The Hedera Governing Council has allocated $5 billion of Hedera Hashgraph in an effort to incentivise and fund the expansion of its ecosystem.
The 5.35 billion funding represents 20% of the total Hedera Hashgraph (HBAR) supply and will be delivered through an independent HBAR Foundation.
Serial blockchain executive Shayne Higdon has been tipped to head the new foundation.
Ahead of him lies a big challenge – delivering the growth necessary for Hedera Hashgraph to compete in the top 10 with the likes of Solana and Cardano.
The $5bn package put forward to the Hedera Governing Council in a resolution back in July, can be seen as a serious commitment to scaling up the blockchain.
Speaking to Coin Rivet, Mark Radcliffe – partner at DLA Piper and a member of the Hedera Governing Council – explained the move was aimed at driving decentralisation of the blockchain.
“We believe that for the Hedera network to reach its full potential as the trust layer of the internet, we must continue its strategy of decentralising the governance of the ecosystem, which started with its unique Hedera Governing Council structure,” he said.
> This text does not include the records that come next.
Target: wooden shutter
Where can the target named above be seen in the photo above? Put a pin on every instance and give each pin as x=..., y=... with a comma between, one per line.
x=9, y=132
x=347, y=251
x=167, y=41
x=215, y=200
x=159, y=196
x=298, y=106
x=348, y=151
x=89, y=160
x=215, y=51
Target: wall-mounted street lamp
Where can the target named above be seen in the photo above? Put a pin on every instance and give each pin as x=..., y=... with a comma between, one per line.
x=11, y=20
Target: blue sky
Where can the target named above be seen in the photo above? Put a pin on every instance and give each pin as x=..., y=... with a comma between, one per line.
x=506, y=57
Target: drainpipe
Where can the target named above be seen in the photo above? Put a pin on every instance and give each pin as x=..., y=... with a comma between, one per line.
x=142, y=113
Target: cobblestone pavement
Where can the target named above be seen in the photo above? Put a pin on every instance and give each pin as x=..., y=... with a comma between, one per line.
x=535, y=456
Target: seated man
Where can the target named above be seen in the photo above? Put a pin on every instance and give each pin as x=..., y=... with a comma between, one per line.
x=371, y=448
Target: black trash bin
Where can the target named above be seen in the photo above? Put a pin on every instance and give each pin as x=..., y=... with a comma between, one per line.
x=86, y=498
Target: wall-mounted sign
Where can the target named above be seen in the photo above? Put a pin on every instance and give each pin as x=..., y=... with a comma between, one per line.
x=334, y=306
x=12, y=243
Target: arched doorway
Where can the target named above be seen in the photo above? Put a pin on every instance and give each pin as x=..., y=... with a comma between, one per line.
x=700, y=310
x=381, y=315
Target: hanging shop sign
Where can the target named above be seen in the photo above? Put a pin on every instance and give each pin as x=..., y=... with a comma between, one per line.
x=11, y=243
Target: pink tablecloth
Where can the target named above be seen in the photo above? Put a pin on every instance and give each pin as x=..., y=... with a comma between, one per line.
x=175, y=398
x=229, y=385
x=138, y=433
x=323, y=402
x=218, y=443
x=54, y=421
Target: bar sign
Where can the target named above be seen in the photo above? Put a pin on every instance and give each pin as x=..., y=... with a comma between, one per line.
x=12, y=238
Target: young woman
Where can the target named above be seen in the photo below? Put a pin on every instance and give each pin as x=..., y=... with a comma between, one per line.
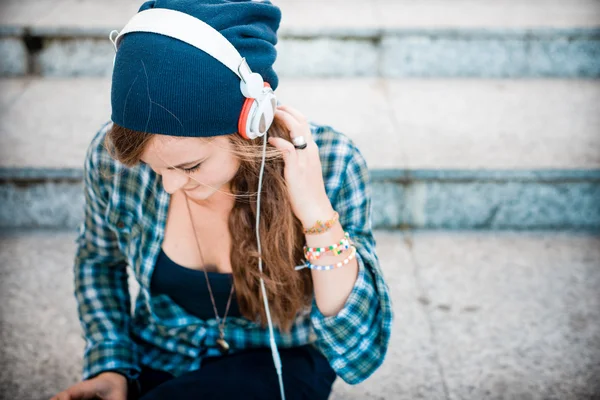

“Our aim with the transfer of these assets is to ensure that decisions about the growth of the network will continue to be further decentralised through the role of the independent HBAR Foundation.”
An independent and autonomous HBAR Foundation will be able to allocate grants and funding to developers, start-ups, and other organisations.
The mission is simple: deliver DeFi, iGaming, NFTs, and CBDCs to the Hedera ecosystem.
However, it appears the future of Hedera Hashgraph is in safe hands. Shane Higdon has extensive experience in software enterprise and venture capital, having delivered corporate ventures and mergers in the SaaS and multi-cloud space.
“The Hedera network is the most widely used public ledger in the world, and with the establishment of the HBAR Foundation we aim to drive exponential adoption, growth, and value,” said the incoming CEO.
“Our mission is to fund a future where entrepreneurs form digitally-native economies and ecosystems, controlling their own assets, identities, data, marketplaces, and more. We are excited to engage with and support organisations and teams that share this vision.”
Hedera Hashgraph is an innovative distributed ledger that utilises a unique form of technology called directed acyclic graph (or simply DAG – which records information on unique data structures instead of in a linear chain as with normal blockchains).
It boasts being lightening fast thanks to an additional feature called the asynchronous Byzantine-Fault Tolerance (aBFT) consensus mechanism.
Founder and Chief Scientist at Hedera Hashgraph, Dr Leemon Baird, explained how aBFT comes into play with HBAR.
“Byzantine fault tolerance (BFT) means that when you’re trying to figure out the order of transactions, there comes a moment in time when you know that you have reached consensus,” he explained.
“Byzantine fault tolerance means three things: 1) we are going to come to consensus, 2) we will know when we’ve come to consensus, and 3) we’re never wrong – you’re mathematically guaranteed to reach the exact same consensus. That’s Byzantine.
“[When a BFT is asynchronous it means that it] makes no assumptions about how fast messages are passed over the internet, making it resilient to DDoS attacks, botnets, and firewalls.
“Hashgraph is mathematically guaranteed to reach consensus and is secure as long as less than one-third of participants are malicious.”
The network is open-source and decentralised, with a strategic focus on corporate and institutional adoption versus mass adoption.
Hedera’s Governing Council is responsible for the project’s development, and currently comprises 23 organisations from around the world including Boeing, Chainlink Labs, Deutsche Telekom, EDF (Électricité de France), Google, IBM, LG Electronics, London School of Economics (LSE), Standard Bank Group and Tata Communications, amongst many others.
Participating organisations are responsible for governing the network (including treasury allocation) and operating nodes.